# Confusing computer instructions



## Belfrybat (Feb 21, 2003)

I'm trying to run down a problem with HULU not playing on my computer any longer. Part of the instructions read:



Check off the box for *Temporary Internet Files and Website Files*, (it's ok to leave everything else unchecked)
Click *Delete* to confirm
The "off" is confusing me. Does that mean I uncheck the box or leave it checked? 
I would have used "uncheck" if the box is not to be checked, or "checked" (without the "off") if it should be left checked.


----------



## mnn2501 (Apr 2, 2008)

Uncheck


----------



## NRA_guy (Jun 9, 2015)

I agree that it (like much guidance nowadays) is ambiguous.

But "it's ok to leave everything else unchecked" implies that it should be checked.

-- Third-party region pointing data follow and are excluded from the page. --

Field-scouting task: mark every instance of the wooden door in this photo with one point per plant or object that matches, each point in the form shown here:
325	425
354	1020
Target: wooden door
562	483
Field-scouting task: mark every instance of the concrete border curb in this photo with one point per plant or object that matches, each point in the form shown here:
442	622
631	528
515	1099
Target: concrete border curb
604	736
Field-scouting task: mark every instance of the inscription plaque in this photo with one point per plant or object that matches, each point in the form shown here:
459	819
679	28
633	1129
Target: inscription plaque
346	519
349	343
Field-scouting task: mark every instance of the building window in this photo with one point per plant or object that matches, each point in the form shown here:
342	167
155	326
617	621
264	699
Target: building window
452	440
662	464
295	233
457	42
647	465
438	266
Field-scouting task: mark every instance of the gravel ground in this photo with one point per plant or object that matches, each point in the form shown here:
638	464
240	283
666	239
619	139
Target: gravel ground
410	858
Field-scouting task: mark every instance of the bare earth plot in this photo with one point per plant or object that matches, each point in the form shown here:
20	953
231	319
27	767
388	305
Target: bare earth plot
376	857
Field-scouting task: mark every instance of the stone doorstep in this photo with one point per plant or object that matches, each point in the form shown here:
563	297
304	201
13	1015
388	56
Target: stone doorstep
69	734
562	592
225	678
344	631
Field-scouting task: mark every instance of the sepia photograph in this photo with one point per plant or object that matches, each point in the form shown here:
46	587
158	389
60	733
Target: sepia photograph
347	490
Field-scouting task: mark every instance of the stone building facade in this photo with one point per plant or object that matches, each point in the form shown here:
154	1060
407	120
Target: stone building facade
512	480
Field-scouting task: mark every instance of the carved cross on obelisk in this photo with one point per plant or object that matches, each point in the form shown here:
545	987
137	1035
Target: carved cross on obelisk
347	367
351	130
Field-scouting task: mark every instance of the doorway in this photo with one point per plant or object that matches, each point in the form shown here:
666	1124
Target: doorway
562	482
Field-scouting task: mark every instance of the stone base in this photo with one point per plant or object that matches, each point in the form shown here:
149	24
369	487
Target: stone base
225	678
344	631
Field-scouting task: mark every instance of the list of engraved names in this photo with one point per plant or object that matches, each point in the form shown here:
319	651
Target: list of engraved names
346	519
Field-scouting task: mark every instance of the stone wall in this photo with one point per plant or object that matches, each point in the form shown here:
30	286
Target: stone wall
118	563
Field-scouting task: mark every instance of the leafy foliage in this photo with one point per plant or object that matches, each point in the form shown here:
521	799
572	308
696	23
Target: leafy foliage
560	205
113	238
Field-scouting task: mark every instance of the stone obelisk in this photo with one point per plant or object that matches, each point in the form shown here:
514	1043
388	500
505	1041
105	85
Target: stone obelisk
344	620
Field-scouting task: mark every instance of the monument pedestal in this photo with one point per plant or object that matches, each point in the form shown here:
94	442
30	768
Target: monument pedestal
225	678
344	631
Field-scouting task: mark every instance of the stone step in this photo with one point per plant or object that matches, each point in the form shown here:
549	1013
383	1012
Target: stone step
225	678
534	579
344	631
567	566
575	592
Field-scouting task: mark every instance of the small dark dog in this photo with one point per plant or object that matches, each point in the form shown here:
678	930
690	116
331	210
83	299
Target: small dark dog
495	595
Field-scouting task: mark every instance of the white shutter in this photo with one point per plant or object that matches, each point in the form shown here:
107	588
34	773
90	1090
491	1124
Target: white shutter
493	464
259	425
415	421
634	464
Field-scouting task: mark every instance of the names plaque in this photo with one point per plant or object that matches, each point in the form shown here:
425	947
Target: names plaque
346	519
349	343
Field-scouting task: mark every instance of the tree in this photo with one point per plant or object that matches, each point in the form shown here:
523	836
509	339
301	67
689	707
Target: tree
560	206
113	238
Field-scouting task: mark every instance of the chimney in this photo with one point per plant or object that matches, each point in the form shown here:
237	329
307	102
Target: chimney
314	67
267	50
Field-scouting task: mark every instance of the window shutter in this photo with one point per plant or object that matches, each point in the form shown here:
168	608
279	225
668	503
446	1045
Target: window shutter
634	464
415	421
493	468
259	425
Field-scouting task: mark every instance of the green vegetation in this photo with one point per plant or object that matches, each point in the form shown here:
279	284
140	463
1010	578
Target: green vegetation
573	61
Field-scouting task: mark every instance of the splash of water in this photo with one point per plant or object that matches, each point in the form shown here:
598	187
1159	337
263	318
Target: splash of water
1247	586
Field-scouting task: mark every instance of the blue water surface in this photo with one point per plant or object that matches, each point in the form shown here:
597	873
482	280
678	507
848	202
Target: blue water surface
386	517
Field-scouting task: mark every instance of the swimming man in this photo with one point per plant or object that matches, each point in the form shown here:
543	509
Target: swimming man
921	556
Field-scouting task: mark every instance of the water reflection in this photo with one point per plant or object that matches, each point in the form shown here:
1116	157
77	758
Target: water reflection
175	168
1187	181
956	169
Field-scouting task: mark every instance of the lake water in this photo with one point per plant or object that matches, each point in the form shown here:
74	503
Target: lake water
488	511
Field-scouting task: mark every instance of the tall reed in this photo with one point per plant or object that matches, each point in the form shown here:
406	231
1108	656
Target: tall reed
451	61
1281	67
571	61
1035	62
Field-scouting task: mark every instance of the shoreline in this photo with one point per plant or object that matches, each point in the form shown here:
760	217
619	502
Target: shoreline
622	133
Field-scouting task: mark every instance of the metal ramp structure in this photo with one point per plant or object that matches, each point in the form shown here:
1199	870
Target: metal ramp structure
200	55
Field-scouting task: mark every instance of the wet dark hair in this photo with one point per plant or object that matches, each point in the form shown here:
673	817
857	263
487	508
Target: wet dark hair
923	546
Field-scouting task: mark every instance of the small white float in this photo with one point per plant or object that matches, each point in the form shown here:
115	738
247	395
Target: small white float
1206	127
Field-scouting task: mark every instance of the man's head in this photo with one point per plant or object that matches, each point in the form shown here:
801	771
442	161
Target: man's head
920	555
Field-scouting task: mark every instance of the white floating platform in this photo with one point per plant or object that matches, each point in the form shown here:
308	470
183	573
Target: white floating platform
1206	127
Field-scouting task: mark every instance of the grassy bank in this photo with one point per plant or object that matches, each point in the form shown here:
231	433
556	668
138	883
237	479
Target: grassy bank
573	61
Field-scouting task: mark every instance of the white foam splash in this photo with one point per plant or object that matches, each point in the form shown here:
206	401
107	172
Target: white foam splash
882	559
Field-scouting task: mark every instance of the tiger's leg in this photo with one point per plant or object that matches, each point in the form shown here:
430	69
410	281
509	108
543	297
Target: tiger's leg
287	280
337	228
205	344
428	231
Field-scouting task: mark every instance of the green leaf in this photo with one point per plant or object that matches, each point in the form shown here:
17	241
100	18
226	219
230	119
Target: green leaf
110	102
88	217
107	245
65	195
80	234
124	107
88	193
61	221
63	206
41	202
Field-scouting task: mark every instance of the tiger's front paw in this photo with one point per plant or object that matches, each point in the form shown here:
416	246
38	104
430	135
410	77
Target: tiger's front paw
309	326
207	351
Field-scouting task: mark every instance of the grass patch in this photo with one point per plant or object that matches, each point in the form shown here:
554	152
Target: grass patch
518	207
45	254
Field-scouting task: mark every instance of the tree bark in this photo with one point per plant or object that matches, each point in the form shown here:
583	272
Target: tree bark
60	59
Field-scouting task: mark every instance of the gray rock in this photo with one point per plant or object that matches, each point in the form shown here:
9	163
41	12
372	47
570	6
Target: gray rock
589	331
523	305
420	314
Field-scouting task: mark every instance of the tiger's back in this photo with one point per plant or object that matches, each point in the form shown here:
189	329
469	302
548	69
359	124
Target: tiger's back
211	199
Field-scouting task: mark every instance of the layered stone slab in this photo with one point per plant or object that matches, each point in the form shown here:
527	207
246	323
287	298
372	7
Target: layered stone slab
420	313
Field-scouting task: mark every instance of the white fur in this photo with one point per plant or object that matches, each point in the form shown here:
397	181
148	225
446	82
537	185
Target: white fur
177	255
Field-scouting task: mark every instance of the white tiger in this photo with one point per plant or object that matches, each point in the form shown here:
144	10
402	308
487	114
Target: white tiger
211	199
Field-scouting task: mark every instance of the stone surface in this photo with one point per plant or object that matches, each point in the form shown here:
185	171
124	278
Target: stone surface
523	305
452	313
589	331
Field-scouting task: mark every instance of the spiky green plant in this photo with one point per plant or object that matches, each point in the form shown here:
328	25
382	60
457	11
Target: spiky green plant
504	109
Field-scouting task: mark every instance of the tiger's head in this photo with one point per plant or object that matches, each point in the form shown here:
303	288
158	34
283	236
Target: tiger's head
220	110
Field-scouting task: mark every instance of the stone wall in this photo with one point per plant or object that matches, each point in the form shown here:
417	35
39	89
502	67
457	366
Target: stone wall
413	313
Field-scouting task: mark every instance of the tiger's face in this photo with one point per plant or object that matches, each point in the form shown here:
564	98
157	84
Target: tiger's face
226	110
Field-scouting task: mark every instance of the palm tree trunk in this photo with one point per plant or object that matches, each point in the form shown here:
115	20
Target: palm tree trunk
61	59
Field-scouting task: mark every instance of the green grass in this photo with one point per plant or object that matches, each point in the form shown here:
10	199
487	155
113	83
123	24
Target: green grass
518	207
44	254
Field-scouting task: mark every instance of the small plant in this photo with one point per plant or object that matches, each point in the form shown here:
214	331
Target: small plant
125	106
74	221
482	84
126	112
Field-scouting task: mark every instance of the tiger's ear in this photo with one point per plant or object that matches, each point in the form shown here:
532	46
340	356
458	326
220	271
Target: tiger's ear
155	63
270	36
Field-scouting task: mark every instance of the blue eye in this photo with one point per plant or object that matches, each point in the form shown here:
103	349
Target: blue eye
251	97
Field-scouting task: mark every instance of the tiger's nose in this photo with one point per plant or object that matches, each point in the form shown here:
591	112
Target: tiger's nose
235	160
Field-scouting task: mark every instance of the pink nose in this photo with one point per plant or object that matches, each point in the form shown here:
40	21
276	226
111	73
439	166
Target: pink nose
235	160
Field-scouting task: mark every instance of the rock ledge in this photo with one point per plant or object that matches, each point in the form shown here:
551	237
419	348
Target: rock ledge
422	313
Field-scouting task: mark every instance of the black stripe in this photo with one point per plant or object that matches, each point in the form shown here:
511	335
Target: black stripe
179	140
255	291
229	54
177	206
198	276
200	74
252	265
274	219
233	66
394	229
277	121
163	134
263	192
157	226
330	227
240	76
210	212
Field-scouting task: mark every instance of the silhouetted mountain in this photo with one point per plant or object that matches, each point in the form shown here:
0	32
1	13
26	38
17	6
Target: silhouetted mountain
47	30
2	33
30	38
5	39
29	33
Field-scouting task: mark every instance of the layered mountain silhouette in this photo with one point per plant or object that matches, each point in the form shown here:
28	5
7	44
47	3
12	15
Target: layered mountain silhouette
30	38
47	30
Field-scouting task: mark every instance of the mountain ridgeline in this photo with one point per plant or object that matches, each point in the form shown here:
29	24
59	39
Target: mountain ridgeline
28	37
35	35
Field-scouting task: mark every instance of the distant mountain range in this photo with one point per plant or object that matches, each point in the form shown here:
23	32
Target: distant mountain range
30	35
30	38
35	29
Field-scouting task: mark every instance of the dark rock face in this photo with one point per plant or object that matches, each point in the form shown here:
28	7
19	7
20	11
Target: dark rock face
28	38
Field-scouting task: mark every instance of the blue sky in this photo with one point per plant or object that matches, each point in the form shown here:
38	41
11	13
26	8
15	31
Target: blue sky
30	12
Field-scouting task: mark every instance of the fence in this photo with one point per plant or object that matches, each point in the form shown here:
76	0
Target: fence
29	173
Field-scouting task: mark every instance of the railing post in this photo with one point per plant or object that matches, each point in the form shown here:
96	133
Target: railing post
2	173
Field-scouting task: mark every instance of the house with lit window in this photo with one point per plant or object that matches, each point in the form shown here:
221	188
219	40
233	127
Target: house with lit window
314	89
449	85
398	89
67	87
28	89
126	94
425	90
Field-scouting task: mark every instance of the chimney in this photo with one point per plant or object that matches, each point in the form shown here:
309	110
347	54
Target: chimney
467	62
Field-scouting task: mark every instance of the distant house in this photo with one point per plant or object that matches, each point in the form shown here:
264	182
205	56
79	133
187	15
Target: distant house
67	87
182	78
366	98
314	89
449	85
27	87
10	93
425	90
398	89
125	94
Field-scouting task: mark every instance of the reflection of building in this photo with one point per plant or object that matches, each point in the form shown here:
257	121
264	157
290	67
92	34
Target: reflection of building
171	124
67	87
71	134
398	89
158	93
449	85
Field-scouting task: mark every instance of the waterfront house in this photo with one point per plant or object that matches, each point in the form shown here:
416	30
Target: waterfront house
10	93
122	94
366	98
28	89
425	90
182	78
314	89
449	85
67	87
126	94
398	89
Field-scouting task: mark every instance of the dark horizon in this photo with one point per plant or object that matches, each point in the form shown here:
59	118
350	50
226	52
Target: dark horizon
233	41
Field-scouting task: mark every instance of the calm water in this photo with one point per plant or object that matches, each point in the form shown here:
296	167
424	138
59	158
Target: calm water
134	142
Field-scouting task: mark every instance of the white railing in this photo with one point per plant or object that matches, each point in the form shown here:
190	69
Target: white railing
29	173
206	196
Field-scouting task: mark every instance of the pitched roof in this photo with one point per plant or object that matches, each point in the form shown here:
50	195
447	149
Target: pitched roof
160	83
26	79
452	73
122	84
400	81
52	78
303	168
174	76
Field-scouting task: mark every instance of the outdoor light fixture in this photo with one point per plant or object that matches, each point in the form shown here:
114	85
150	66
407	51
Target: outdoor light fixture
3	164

If you want to see some REALLY bad instructions, get a cheap drone or dash camera from China with instructions that have been interpreted by some computer program into English.


----------



## Bearfootfarm (Jul 13, 2006)

It needs to be checked so the files will be deleted


----------



## Belfrybat (Feb 21, 2003)

Thanks guys -- so far we are 2 for checked and one for unchecked. Maybe I'll do it one way the first time and if that doesn't work, then the next way. I doubt I can mess things up any worse than they are.


----------



## NRA_guy (Jun 9, 2015)

Normally, all Temporary Internet Files and Website Files can be safely deleted.

I do it regularly with CCleaner.

Good luck!


----------